Monday, December 22, 2008

The Butcher’s Bill

Sigh. Thus the 2008 Eagles season comes to an end. Booooo!

The nature of the NFL season is that, in the end, mediocrity is surely recognized as well as merit. It is real easy to slip into that snarl of outfits ranked, say, somewhere between eighth and twentieth- bobbing around at different levels depending on where you catch your recent slate among your immediate peers.

You can probably put the Eagles toward the bottom of that second quartile of teams. They are narrowly better than average. After all, they are a winning team in a tough division- probably would have been in the play-offs in NFC North or West. But, equally, their body of work is well short of the top five, six outfits in the NFL.

Look, the offense has real problems. Since the Eagles aren’t a bad team, they can- week to week- overcome their problems to pitch a good effort here and there: a week where they are healthy (Pittsburgh), the quarterback has an up game (Arizona), they gamble burning up Westbrook again and again (Giants).
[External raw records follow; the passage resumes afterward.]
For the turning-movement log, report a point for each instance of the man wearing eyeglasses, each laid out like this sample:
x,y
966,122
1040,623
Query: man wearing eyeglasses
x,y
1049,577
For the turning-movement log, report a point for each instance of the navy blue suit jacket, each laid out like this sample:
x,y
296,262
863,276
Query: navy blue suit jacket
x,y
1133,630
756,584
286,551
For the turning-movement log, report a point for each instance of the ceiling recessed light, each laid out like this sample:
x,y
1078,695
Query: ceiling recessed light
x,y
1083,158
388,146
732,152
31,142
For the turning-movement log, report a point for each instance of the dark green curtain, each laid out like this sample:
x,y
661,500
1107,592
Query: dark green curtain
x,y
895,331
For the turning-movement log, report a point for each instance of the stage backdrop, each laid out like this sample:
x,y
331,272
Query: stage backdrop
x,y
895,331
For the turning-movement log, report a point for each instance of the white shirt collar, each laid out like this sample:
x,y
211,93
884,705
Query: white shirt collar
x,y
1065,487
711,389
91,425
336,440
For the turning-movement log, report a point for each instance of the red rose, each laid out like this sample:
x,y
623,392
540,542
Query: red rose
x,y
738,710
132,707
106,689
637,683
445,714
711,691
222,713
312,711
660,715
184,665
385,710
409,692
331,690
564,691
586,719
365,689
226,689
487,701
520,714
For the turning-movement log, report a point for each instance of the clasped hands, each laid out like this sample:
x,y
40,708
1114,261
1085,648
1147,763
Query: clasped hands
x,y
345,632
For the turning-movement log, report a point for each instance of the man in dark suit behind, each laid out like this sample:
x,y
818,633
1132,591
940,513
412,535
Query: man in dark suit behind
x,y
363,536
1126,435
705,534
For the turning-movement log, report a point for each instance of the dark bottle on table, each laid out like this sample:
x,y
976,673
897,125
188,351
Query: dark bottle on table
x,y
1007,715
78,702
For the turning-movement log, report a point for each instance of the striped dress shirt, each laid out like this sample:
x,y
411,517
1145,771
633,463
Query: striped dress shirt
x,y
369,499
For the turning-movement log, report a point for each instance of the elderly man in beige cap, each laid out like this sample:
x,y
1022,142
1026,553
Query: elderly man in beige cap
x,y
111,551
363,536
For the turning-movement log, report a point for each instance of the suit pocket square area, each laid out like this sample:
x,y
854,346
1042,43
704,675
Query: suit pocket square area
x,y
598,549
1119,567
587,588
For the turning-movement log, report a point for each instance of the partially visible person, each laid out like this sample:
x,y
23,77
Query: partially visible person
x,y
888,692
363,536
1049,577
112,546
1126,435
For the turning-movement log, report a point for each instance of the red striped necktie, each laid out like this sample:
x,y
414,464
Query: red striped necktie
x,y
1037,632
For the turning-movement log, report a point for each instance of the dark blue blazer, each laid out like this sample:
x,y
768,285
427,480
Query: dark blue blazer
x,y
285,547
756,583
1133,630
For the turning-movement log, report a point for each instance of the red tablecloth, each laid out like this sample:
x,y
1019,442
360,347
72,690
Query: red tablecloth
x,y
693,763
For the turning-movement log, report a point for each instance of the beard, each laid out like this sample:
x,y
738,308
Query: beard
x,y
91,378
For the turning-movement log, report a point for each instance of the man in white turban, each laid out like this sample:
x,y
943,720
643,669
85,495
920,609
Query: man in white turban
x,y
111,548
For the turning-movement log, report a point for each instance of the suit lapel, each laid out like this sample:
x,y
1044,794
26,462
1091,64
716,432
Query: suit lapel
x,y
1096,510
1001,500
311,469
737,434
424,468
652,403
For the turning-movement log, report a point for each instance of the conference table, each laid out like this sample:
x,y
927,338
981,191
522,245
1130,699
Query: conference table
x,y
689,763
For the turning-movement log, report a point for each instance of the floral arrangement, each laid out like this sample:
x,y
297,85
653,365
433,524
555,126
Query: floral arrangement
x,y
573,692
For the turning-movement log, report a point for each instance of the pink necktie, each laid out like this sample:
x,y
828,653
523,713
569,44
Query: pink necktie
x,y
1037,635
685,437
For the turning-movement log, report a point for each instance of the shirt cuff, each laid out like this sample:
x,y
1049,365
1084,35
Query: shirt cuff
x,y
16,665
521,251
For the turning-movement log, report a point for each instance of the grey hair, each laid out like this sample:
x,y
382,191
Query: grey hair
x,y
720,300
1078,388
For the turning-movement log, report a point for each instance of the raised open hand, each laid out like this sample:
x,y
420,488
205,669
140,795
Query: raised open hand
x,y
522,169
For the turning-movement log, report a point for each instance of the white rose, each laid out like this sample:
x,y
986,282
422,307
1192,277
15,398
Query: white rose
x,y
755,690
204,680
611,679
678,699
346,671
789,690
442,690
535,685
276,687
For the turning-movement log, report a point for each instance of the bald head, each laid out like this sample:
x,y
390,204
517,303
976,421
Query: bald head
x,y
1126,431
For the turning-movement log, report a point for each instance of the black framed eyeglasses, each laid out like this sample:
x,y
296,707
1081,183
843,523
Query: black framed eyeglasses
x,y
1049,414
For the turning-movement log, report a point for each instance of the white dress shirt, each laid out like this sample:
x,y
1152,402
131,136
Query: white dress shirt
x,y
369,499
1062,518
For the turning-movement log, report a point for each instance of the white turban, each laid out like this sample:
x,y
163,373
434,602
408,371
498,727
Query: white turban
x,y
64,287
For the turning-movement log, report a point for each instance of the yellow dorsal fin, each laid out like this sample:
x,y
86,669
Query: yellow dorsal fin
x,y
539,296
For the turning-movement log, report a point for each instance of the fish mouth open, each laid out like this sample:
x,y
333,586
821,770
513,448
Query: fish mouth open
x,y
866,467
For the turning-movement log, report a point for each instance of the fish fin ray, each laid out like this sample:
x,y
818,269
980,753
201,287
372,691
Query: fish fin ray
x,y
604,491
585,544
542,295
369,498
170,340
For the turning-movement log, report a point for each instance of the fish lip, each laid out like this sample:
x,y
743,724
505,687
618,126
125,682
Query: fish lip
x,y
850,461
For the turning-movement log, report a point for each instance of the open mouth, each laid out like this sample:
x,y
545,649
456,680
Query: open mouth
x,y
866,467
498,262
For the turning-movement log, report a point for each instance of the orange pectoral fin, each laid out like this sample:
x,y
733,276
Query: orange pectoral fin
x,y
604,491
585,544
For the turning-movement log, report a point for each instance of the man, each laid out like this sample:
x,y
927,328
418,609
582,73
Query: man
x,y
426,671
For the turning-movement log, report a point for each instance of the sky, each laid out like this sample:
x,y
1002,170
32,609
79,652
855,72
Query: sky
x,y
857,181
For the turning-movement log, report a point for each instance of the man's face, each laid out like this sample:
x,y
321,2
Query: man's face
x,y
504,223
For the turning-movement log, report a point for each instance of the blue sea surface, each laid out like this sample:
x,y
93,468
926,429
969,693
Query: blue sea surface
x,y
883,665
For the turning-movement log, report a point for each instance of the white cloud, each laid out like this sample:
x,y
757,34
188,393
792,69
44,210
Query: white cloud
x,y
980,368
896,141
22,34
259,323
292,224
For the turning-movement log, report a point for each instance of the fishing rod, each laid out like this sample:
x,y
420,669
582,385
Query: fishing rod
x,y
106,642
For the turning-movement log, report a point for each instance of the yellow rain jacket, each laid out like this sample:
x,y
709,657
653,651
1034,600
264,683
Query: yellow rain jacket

But in the end, the butcher’s bill always come due. After three wins in “save the season” games, facing a short week, those three "get-by" tricks did not work. They weren’t healthy at wide out, the quarterback turned the ball over at an inopportune time, and Westbrook had little left. The intelligentsia bleats “run the ball”- and the Eagles use Westbrook real heavy for three weeks- and the invoice showed up this week.

Mind you, nothing surprising about that. The Eagles are yoked to a franchise back that categorically cannot handle a franchise load.

That is why all this talk about the Eagles run/pass mix misses the point. Is it a problem on a week to week basis? I guess… but, to that end, forgive me if I’m doubtful Sunday’s morass on offense could be cured by another dozen Buckhalter carries?

The real problem is the Eagles are playing pro-Bowl money to two guys- Westbrook and McNabb- who simply aren’t pro-Bowlers. They are declining assets who simply don’t produce week-to-week at a high enough level to justify their cap hit. Worse, their cap presence cascades down the roster: the lack of depth at running back, the organizational paralysis at the quarterback position. And before you know it, you’re always managing Westbrook (if he’s even available), Buckhalter is a key player on your roster- but one you don’t trust, and the offense comes down to “who do you place confidence in, other than McNabb, to handle the ball a lot?”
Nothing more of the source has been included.